Lee elected to have both breasts surgically removed - one prophylactically - in order to lower her risk for cancer recurrence, as well as to avoid taking Tamoxifen for 10 years, a drug infamous for menopausal-like side effects that can greatly diminish a woman’s quality of life after cancer. The surgeon also told her a double mastectomy would mean “better symmetry,” she says. But nipple-sparing surgery wasn’t an option for Lee. The margins of her breast biopsy showed malignant cells were near the edge, so preserving some of the tissue might make it more likely that the cancer could return. That meant saving the nipples and areolas for reconstruction - a now relatively common practice - would be too risky.
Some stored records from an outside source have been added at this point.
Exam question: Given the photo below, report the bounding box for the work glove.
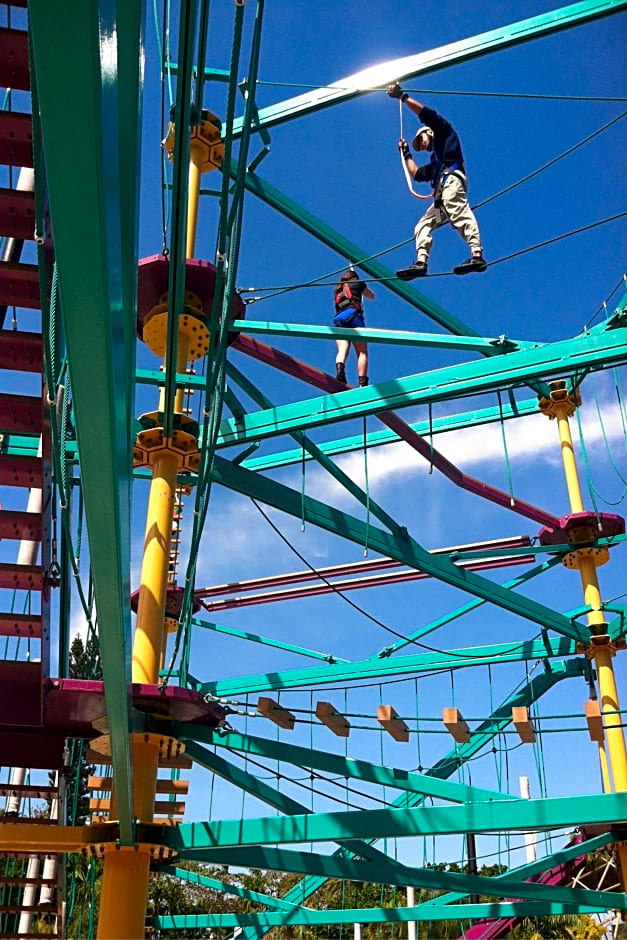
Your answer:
[388,82,409,101]
[398,137,411,160]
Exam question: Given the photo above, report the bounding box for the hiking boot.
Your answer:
[396,261,427,281]
[453,255,488,274]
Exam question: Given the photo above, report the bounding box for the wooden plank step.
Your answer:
[0,330,43,373]
[0,186,35,241]
[0,454,42,489]
[87,777,189,796]
[85,747,193,770]
[0,509,43,542]
[0,875,57,888]
[0,561,44,591]
[0,395,42,434]
[0,613,41,640]
[89,796,185,816]
[0,29,30,91]
[0,262,40,310]
[0,111,33,166]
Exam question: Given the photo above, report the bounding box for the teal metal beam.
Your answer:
[242,398,540,472]
[191,617,348,663]
[199,637,576,700]
[154,865,306,912]
[199,637,576,698]
[231,320,537,355]
[213,456,587,640]
[233,0,627,134]
[165,793,627,851]
[237,659,586,940]
[219,327,627,446]
[162,846,627,910]
[227,364,406,535]
[29,0,143,843]
[183,722,515,803]
[155,901,607,937]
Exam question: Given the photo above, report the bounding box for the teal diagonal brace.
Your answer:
[29,0,143,843]
[213,456,586,640]
[187,741,408,868]
[154,865,306,912]
[199,637,577,700]
[375,555,562,657]
[231,322,537,355]
[191,617,348,663]
[155,901,607,937]
[163,846,627,910]
[219,327,627,446]
[234,659,586,940]
[233,0,627,134]
[165,792,627,852]
[175,723,515,803]
[227,363,406,535]
[242,396,539,472]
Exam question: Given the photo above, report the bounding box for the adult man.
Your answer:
[333,267,374,387]
[388,82,488,281]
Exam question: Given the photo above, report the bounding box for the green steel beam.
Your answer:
[213,456,587,640]
[187,740,410,869]
[233,0,627,135]
[237,659,586,940]
[154,901,607,937]
[242,398,539,472]
[199,637,576,700]
[231,320,537,355]
[191,617,348,664]
[380,546,568,658]
[165,792,627,851]
[227,364,406,535]
[29,0,143,843]
[153,865,306,911]
[182,722,515,803]
[219,327,627,446]
[161,846,627,910]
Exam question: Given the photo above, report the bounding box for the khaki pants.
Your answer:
[414,173,482,261]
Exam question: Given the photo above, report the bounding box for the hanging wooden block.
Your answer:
[583,699,605,744]
[512,705,536,744]
[442,708,470,744]
[377,705,409,742]
[316,702,351,738]
[257,695,296,731]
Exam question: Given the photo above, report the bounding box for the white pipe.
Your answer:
[518,777,537,862]
[407,887,416,940]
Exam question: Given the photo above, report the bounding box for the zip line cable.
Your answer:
[238,111,627,300]
[257,80,627,101]
[250,496,541,668]
[239,210,627,303]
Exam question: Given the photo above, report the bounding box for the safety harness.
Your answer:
[333,281,364,326]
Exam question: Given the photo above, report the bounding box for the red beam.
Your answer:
[200,555,535,614]
[0,111,33,167]
[0,185,35,240]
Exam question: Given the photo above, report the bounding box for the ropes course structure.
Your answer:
[0,0,627,940]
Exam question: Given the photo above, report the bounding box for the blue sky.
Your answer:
[2,0,627,861]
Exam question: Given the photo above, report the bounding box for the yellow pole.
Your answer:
[553,399,627,885]
[187,142,203,258]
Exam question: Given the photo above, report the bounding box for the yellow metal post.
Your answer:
[540,382,627,885]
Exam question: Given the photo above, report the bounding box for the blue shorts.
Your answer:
[333,313,366,330]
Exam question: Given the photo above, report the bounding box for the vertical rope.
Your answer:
[496,390,514,506]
Lee says she opted for breast implants that would “look normal in clothes and a swimsuit.” But she didn’t return for the follow-up procedure, when a cosmetic surgeon manipulates the skin on the breast mounds to create the appearance of nipples. She also skipped the medical tattoos, the final touch in breast reconstruction to give pigment to the nipple area and create the appearance of areolas. Fake nipples didn’t appeal to Lee, and a little Googling prompted her to decide she wanted real ink.

Most breast cancer patients who undergo a mastectomy are told by their doctors that they have just two options once treatment and surgery are completed: reconstruction or no reconstruction. But when Lee happened upon David Allen, a Chicago-based tattoo artist, she found a third: mastectomy tattoos. Allen, who has developed an almost cult-like following among breast cancer survivors, had an entire page on his website filled with photos of women’s breasts covered with scar-concealing tattoos. He’s one of just a handful of tattoo artists in the U.S. helping women reclaim their bodies and their lives after breast cancer in a less conventional and less medicalized way.

Many people get tattoos to mark a milestone: the birth of a child, the death of a loved one, an anniversary and, of course, the end of a serious and life-threatening illness. But for breast cancer survivors, mastectomy tattoos can be far more powerful. They not only symbolize an escape from death, but also conceal scars and minimize the appearance of disfigurement. If done well, they can make looking in the mirror a positive experience once again, or at least more bearable.